Crime & Safety

Woman in Hickory St. Nightmare Murder Case Ready to Go on Trial Next Month

The lawyer for one of the women in the Nightmare on Hickory Street murder case asked for her trial to start next month.

A young Shorewood woman charged with the Nightmare on Hickory Street murders is ready to stand trial next month.

The lawyer for Bethany McKee said during a Monday morning hearing that he wants her tried by Will County Judge Gerald Kinney and not a jury. The attorney, Chuck Bretz, also made his request for trial contingent on Kinney—and only Kinney—presiding over the case. Judge Kinney said he is retiring in November.

Prosecutors had planned on trying one of McKee's co-defendants—Joshua Miner, 25, of Joliet—first. Miner's attorneys are trying to get statements he made during a taped interview tossed. During the same hearing Monday, public defender Lea Norbut started making her case that the statements were coerced and Miner was never informed of his constitutional rights.

The hearing will continue later this week after Judge Kinney gets the chance to watch the 24-hour video of Miner's time in an Joliet Police Department interview room.

 Another co-defendant, 20-year-old Alisa Massaro of Joliet, copped a plea to charges of robbery and concealing a homicide to slip out of the murder case. Massaro was sent off to prison for three and a half years in exchange for her future testimony against McKee, Miner and a third pal charged with the murders, 20-year-old Adam Landerman of Joliet.

McKee, 19, Landerman, Miner and Massaro all were arrested in January 2013 and charged with murders of Terrance Rankins and Eric Glover, both 22.

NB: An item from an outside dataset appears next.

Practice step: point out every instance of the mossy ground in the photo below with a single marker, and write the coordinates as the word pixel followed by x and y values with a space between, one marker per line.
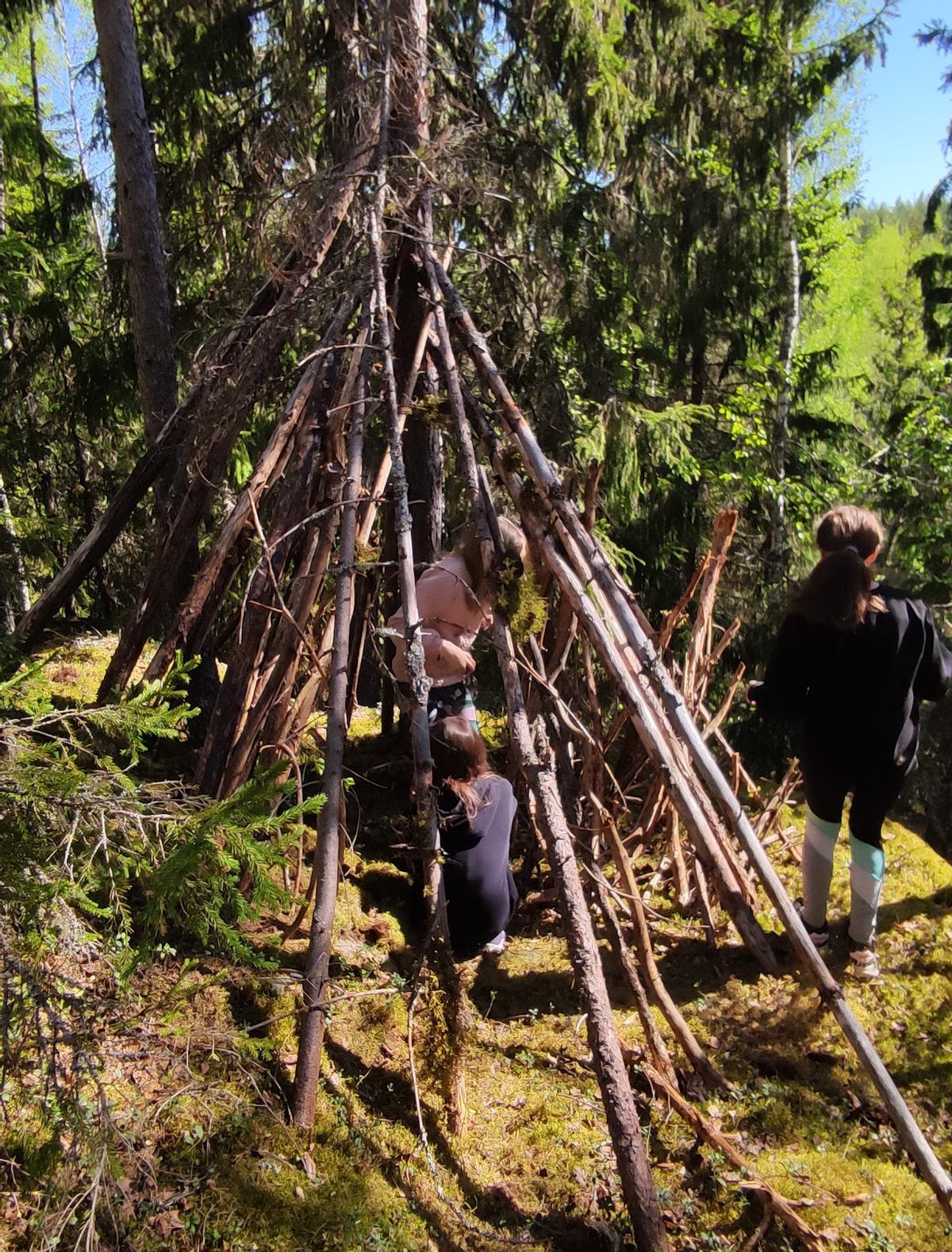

Massaro and McKee lured Rankins and Glover to Massaro’s home on Joliet's Hickory Street, and there Miner and Landerman strangled the two men to death, according to police reports obtained exclusively by Patch.

After the killings, Massaro and Miner had sex atop the dead men’s bodies, the reports said. The four then concocted a plan to dismember the corpses of their victims and began procuring supplies, including a blowtorch, to carry out the plan, the reports said. Miner reportedly intended to keep the dead men’s teeth as trophies.

McKee was at Massaro's home with her baby daughter but left the room before the killings, the reports said. McKee later took off from the house and met with her father, Bill McKee, in hopes he would help get rid of the bodies, police said. Bill McKee instead called the cops.